In the final days of their campaigns, Democratic presidential nominee Hillary Clinton and Republican Donald Trump are making their final push in Florida, where polling shows them in a virtual tie. Millennials in the state could tip the scales for Clinton if she could mobilize them to turn out in large numbers to vote for her. A Harvard University Institute of Politics nationwide poll shows the Democratic nominee leading with voters ages 18 to 29 over the Republican nominee, 49 to 21 percent.

However, many millennials are frustrated with both the lack of discussion of climate change and the ways it is talked about when it is addressed. Some young voters cite this as signs that the candidates’ interests lie most with older voters.

“I think in one way, [Clinton] is trying to be centrist and not totally alienate people who are working for older energy industries like coal as a source of economic revenue,” Anna Bennett, a 26-year-old Miami resident, said.

Hillary Clinton has said she wants to regulate fossil fuels and shift toward clean and renewable energy production. Her official campaign website outlines her plan to defend President Barack Obama’s Clean Power Plan, tighten fuel-efficiency standards, and cut subsidies on oil and gas companies.

Donald Trump has suggested he views climate change as a hoax “created by and for the Chinese” in a 2012 tweet, said he would cancel the Paris climate agreement, and proposed stopping U.S. payments to the United Nations climate change fund.

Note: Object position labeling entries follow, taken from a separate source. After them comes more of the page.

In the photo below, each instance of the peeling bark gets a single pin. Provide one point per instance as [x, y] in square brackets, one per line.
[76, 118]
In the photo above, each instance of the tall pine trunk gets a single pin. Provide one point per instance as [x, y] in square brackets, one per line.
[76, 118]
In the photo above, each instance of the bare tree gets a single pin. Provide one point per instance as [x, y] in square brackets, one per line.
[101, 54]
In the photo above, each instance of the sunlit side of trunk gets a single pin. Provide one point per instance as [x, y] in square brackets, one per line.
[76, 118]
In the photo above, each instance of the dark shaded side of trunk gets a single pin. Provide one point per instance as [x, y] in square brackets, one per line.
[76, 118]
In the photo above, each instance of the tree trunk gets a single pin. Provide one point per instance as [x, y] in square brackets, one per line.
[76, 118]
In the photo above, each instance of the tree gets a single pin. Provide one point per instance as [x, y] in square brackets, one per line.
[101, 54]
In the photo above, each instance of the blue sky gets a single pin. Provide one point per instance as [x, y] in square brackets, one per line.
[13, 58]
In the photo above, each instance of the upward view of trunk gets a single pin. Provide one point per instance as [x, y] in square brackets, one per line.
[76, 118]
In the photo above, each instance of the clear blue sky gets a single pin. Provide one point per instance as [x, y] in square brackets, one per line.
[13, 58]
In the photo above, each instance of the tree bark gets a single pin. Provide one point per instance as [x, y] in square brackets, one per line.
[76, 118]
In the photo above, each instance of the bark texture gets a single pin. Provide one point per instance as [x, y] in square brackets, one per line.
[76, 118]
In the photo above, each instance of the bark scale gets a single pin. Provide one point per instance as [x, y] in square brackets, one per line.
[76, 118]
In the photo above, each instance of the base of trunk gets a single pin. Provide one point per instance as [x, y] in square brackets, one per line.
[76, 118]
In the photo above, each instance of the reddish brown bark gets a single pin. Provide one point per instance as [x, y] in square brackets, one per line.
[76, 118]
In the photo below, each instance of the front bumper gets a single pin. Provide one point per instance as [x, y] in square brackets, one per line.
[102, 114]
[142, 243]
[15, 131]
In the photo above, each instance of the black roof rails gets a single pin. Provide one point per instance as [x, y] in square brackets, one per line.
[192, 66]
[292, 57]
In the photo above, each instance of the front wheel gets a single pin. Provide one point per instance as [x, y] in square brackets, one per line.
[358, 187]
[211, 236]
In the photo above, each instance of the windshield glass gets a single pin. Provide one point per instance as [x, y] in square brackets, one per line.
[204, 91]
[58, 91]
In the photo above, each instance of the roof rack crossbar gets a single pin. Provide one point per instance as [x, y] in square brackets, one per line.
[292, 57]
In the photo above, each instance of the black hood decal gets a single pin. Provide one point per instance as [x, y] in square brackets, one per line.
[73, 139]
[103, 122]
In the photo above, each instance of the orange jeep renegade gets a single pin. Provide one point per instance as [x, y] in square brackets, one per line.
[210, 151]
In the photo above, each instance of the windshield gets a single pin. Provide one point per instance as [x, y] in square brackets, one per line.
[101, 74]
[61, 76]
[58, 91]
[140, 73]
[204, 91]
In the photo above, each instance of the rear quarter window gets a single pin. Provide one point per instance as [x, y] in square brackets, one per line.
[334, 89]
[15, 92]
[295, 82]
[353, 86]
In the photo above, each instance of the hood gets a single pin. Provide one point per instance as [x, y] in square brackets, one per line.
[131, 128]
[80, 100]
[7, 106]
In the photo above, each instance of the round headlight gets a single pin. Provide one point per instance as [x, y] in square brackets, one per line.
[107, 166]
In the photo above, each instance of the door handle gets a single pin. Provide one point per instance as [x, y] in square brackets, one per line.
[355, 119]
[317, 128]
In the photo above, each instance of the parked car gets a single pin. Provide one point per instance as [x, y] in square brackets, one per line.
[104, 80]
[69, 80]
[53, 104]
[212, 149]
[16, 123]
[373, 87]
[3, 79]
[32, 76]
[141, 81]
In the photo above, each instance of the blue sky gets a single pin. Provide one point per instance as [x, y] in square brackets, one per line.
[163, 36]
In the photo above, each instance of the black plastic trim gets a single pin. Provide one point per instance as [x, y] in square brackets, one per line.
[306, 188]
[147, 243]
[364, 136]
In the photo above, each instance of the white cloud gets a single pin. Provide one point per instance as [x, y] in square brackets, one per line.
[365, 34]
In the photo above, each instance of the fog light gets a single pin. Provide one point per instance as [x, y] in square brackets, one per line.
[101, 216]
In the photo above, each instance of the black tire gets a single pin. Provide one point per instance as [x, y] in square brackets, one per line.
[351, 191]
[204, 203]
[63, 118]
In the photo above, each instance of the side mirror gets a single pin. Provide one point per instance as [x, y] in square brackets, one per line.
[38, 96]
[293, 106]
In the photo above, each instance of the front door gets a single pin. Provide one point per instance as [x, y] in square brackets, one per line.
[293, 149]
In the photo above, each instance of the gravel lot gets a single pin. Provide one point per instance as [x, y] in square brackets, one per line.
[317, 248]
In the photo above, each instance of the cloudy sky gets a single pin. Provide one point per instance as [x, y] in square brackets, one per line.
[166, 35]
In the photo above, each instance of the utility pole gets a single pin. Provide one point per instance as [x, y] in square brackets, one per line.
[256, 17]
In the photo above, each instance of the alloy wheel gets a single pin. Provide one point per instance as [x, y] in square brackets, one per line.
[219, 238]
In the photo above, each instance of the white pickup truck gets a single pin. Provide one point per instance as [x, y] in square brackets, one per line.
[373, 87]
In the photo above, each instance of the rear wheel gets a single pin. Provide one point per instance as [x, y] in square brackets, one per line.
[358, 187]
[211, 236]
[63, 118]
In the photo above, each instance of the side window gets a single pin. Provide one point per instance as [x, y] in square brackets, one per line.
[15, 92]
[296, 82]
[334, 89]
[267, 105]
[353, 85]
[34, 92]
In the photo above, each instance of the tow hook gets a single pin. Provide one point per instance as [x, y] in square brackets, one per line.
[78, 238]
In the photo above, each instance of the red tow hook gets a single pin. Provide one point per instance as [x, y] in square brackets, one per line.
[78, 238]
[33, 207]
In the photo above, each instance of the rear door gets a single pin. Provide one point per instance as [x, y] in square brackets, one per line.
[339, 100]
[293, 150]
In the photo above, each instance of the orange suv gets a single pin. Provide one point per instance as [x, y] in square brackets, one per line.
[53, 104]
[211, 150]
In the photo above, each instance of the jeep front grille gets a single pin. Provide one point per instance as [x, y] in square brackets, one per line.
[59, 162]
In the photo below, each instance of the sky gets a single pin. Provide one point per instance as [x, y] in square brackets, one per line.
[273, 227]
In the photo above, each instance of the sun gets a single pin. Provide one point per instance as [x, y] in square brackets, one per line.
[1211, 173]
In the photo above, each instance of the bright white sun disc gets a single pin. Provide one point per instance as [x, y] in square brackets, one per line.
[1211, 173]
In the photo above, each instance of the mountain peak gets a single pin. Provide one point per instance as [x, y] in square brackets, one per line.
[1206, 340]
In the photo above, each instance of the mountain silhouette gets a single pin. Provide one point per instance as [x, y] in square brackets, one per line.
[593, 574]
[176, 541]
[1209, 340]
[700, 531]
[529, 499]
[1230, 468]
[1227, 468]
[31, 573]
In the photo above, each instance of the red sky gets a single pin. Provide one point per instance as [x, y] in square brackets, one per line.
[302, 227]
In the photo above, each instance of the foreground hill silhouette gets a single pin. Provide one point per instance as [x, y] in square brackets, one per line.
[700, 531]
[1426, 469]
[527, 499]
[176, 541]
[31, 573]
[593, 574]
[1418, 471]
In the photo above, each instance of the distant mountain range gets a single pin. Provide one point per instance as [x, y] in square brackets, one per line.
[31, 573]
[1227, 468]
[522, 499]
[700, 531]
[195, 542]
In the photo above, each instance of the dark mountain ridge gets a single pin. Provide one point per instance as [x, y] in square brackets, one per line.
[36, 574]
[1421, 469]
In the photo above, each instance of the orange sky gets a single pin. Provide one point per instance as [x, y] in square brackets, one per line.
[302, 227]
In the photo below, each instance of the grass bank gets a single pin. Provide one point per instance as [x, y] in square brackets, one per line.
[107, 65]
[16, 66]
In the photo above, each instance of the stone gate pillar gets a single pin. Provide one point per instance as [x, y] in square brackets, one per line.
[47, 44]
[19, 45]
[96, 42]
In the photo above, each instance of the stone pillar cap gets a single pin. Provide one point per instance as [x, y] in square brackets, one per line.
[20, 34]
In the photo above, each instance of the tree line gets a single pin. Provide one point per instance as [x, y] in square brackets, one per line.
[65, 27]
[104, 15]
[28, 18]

Chris Castro, 27, director of sustainability for Orlando, said neither candidate is “acting as boldly as they need to if they want to stop catastrophic climate change.” But the stark difference between the candidates’ stances on climate change has made Castro aware of the high stakes of this election season.

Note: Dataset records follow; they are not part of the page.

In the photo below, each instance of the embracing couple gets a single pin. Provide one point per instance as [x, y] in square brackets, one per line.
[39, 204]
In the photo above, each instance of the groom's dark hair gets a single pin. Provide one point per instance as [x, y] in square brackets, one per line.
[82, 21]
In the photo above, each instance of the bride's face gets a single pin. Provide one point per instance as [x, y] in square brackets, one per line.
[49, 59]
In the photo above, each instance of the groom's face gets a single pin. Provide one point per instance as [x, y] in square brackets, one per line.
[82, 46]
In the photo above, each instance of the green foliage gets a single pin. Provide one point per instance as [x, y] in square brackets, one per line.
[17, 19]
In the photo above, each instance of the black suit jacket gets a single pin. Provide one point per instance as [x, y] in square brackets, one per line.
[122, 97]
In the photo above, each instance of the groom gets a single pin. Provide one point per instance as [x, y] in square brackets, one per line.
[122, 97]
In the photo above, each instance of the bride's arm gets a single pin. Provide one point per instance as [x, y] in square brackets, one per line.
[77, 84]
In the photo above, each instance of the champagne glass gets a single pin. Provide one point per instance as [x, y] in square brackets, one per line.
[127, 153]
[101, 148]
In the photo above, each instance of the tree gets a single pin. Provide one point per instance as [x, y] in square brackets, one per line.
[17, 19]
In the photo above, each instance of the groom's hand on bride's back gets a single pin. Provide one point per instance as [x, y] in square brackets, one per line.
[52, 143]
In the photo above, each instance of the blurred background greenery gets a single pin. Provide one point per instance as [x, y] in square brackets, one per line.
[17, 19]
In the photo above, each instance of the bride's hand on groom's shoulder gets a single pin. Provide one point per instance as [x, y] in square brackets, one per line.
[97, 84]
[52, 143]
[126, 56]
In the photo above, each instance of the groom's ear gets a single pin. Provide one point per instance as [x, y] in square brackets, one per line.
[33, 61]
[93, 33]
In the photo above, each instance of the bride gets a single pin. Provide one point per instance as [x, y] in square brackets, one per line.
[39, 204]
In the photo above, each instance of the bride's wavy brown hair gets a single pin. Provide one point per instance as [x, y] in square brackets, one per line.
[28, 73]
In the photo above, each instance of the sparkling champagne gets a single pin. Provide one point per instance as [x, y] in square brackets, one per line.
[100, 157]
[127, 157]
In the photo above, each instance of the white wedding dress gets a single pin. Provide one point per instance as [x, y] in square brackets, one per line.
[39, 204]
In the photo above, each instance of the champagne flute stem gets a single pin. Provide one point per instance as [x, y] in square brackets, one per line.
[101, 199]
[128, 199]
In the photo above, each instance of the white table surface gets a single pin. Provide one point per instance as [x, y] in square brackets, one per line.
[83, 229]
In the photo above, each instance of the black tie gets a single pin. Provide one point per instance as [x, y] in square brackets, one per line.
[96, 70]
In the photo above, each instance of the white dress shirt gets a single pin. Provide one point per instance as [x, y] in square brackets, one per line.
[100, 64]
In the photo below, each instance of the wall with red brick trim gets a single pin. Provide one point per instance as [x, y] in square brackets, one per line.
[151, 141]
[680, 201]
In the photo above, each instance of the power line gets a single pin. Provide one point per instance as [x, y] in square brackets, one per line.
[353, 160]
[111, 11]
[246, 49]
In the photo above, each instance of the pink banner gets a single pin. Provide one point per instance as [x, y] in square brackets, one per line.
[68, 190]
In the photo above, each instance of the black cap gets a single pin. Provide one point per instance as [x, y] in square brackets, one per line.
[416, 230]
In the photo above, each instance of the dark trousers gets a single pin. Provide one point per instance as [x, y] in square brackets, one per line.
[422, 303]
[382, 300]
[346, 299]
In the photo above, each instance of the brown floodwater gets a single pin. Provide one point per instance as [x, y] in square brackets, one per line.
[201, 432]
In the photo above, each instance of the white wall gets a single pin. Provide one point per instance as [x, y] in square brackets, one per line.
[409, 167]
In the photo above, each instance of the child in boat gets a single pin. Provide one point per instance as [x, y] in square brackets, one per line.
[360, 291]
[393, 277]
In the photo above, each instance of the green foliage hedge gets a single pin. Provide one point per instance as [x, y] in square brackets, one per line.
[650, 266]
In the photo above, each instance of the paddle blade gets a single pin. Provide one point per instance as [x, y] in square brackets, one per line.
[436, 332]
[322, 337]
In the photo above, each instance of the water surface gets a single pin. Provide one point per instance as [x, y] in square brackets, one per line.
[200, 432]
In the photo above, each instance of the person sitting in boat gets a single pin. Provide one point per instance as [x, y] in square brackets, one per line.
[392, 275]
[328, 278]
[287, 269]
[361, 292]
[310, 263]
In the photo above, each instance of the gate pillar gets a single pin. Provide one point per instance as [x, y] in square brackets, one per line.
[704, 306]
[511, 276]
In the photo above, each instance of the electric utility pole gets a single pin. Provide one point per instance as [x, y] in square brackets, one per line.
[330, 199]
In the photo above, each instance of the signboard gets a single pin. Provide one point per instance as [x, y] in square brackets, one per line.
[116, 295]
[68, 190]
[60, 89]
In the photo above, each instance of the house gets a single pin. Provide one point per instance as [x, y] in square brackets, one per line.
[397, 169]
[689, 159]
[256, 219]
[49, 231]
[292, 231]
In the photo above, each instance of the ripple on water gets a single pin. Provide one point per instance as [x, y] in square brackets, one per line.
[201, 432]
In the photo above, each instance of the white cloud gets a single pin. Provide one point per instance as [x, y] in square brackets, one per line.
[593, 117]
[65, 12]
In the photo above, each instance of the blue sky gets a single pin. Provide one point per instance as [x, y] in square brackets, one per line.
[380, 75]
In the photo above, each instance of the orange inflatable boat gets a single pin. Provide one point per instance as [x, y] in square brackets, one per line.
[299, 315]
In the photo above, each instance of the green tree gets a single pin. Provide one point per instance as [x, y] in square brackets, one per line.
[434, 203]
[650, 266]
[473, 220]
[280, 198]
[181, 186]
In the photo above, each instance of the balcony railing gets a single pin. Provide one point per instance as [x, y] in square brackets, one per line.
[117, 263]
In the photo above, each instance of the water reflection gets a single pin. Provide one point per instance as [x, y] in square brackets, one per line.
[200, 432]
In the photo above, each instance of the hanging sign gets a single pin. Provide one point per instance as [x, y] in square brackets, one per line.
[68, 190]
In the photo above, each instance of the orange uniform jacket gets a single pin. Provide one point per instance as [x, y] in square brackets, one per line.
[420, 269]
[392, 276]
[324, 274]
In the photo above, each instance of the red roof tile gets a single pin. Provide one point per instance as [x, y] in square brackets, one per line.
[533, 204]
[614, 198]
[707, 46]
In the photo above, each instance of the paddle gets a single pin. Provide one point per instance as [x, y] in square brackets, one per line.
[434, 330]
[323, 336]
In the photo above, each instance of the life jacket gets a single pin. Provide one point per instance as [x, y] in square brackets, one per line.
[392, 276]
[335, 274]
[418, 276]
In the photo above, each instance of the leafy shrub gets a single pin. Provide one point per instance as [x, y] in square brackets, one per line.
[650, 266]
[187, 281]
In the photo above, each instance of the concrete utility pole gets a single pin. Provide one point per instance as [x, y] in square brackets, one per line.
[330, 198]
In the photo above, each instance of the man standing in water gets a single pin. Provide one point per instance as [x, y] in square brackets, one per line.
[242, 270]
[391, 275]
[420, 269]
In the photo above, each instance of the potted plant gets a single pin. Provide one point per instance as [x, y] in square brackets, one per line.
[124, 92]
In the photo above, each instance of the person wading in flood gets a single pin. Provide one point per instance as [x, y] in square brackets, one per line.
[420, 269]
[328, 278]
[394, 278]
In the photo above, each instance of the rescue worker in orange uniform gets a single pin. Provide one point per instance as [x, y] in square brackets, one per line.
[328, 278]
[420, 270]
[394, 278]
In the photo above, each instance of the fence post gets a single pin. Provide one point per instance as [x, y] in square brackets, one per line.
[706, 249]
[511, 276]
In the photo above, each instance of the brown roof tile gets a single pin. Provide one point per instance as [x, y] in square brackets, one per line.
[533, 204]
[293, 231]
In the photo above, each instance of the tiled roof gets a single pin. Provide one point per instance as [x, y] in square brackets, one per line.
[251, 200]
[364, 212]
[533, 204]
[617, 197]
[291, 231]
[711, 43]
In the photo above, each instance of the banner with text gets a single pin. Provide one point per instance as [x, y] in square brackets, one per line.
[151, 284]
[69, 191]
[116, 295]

“It’s night and day between what Trump and Clinton want to move forward…” said Castro, “I hope [Clinton] will step up and be more bold, but it’s 100 times better than the alternative who denies the science of climate change.”

Clinton appeared on Oct. 11 in Miami with leading climate activist and former vice president Al Gore to speak about her plans for dealing with climate issues and suggest how they could’ve related to the Zika outbreak in Miami and Hurricane Matthew, which had just hit the state days before.

Castro said missing from Clinton’s climate and energy plans were carbon taxes and a stance against fracking.

Vermont Sen. Bernie Sanders, who has pushed for more action to reduce climate change, has been stumping for Clinton in an effort that could energize more millennials around Clinton.

Nosa James, 18, a student at the University of Miami who ranks climate change as one of the most important election issues, said the way Sanders talked about climate change was a main driver for why he supported him in the primaries.

“To me, Hillary’s focusing on [climate change] now to get votes,” said James, “I don’t know how much value I put on her word, but at least she’s saying something about climate change and it’s on her platform. I think she’ll do something about it. I don’t know if she’ll do enough.”

Tampa resident James Few, 23, who works for Floridians for Solar Change, will be voting for Clinton with Sanders’ words guiding him.

“Like Bernie said: Don’t just vote her in, but see what she does once you get her in there and make sure she follow through on climate change…” said Few, “She may not be the savior we need, but we have a better chance with her.”